E.665

di Marco Galaverna

A metà degli anni Ottanta, le FS diedero un notevole impulso al programma di ammodernamento del parco trazione. Con il supporto dell’industria privata, l’Ufficio Studi di Firenze avviò la progettazione di quattro tipologie di mezzi:

  1. le locomotive “monocabina” E.453/454, cui si dedicò una pagina web della presente rubrica lo scorso mese di febbraio, effettivamente realizzate in cinque prototipi, che circolarono per qualche anno fino al precoce accantonamento;
  2. le locomotive E.402, potenti e veloci, eredi delle “Tartarughe”, costruite in 40 unità subito entrate in servizio, che oggi passano gradualmente in officina per un importante intervento di rinnovo, in seguito al quale avranno una sola cabina aerodinamica e saranno destinate agli Intercity reversibili;
  3. le locomotive E.491/492, dalla storia curiosissima: previste per l’elettrificazione, in corrente alternata monofase, della ferrovia dorsale sarda, furono costruite in 25 unità ma non entrarono mai in servizio perché quella elettrificazione non fu eseguita e in Italia, all’epoca, non c’era alcuna altra linea alimentata in monofase sulla quale potessero funzionare;
  4. da ultimo, le misteriose locomotive E.665/666, rimaste sulla carta.

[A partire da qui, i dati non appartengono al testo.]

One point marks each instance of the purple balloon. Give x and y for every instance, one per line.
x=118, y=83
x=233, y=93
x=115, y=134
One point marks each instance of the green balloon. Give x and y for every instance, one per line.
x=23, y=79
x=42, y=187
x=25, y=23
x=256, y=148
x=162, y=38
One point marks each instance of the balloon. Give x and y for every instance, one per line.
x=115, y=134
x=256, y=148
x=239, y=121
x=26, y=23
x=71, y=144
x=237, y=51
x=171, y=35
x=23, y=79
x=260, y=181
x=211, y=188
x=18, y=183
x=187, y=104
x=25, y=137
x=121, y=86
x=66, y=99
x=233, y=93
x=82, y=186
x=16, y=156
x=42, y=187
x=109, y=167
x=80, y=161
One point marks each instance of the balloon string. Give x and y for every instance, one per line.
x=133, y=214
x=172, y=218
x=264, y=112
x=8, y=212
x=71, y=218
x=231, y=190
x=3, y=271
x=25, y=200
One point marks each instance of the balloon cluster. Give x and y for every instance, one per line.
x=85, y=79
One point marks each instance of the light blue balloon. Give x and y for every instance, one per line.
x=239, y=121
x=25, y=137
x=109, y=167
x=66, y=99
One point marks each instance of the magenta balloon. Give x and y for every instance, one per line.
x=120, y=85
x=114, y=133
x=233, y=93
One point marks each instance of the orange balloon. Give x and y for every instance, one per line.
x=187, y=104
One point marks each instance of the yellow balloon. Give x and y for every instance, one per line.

La caratteristica più interessante di questo piano di realizzazioni era la concezione modulare dei nuovi mezzi. I motori in c.c. e i carrelli delle E.453/454 erano gli stessi previsti per le locomotive E.491/492 e per le E.665/666. In più, le E 665/666 avrebbero avuto anche gli stessi convertitori elettronici, tipo chopper, delle E.453/454, di cui rappresentavano in pratica una versione a sei assi, sia pure con una cassa di disegno differente in quanto simmetrico.

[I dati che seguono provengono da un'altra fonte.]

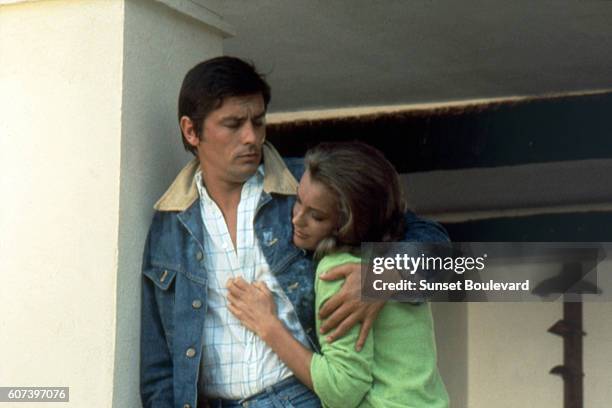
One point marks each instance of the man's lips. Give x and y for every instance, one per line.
x=250, y=156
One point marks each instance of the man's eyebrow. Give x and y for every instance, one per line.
x=261, y=115
x=233, y=118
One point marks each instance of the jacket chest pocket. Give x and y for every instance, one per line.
x=164, y=281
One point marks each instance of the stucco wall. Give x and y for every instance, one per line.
x=60, y=134
x=88, y=141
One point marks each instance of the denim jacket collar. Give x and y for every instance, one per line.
x=183, y=192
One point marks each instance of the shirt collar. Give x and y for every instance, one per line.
x=183, y=191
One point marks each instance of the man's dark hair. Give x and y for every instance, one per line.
x=207, y=84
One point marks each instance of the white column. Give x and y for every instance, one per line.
x=88, y=141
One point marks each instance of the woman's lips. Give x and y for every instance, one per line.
x=300, y=235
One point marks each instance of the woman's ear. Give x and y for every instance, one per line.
x=189, y=132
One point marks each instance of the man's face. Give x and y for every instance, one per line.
x=232, y=136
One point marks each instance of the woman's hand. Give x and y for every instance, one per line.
x=252, y=304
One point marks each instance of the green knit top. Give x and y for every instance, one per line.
x=397, y=365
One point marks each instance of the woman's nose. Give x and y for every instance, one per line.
x=298, y=218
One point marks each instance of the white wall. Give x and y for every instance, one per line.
x=88, y=141
x=160, y=46
x=60, y=135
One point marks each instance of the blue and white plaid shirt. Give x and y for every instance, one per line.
x=235, y=362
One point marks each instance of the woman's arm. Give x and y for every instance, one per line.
x=340, y=376
x=254, y=306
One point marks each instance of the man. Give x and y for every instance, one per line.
x=228, y=214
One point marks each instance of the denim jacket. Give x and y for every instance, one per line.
x=174, y=283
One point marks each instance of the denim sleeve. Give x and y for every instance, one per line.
x=156, y=369
x=422, y=230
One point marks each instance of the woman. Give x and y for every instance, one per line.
x=350, y=194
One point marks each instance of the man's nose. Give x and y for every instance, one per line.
x=250, y=133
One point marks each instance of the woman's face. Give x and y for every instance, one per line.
x=315, y=213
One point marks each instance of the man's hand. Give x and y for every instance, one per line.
x=252, y=304
x=345, y=309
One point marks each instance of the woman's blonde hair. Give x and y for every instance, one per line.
x=369, y=195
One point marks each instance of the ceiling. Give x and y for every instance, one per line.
x=343, y=53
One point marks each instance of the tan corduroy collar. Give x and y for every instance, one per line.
x=182, y=193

Un altro dato in comune era costituito dal fatto che tutte queste locomotive erano concepite in due varianti: la versione “merci”, contraddistinta dal numero di Gruppo dispari, con velocità massima di 120 km/h, e la versione “passeggeri”, col numero di Gruppo pari e velocità massima di 160 km/h.

I dati di progetto indicano che le locomotive E.665/666, se fossero state realizzate, avrebbero avuto prestazioni superiori a qualsiasi altra locomotiva del parco FS: potenza continuativa 5400 kW, potenza oraria 6000 kW, corrente massima all’avviamento 1200 A.

Nel 1985 era data per certa la costruzione di cinque prototipi di queste potenti macchine, cosa che non avvenne mai. Eppure esse venivano descritte, fra i mezzi di imminente realizzazione, persino nella seconda edizione del libro di G. Vicuna, testo fondamentale nella cultura ferroviaria italiana [1]. Ne possediamo anche un figurino, qui riprodotto, da cui si vede che le macchine riprendevano l’estetica delle locomotive monofasi per la Sardegna, unita al rodiggio delle “Tigri” E.632/633 (cassa unica, cioè non articolata, su tre carrelli a due assi). La stampa specializzata non ha mai chiarito per quale motivo questo progetto sia stato abbandonato: possiamo azzardare delle ipotesi.

La prima osservazione che viene spontanea è la seguente: forse questi mezzi di trazione non sono stati costruiti perché, in quel momento, le FS non ne avevano bisogno. Ma la spiegazione non convince, se si osserva che, proprio in quegli anni, c’erano da sostituire le oltre duecento anziane locomotive E.428, che venivano ritirate dalla circolazione, e si prospettava anche l’accantonamento delle quattrocento E.626 d’anteguerra, cosa che in effetti avvenne nei primi anni Novanta. La necessità di nuove locomotive a sei assi è peraltro testimoniata dal fatto che la produzione delle tradizionalissime E.656 continuò fino al 1990 (serie longeva: la prima unità era uscita di fabbrica quindici anni prima!), cui fece seguito la costruzione delle “Tigri” potenziate, le E.652.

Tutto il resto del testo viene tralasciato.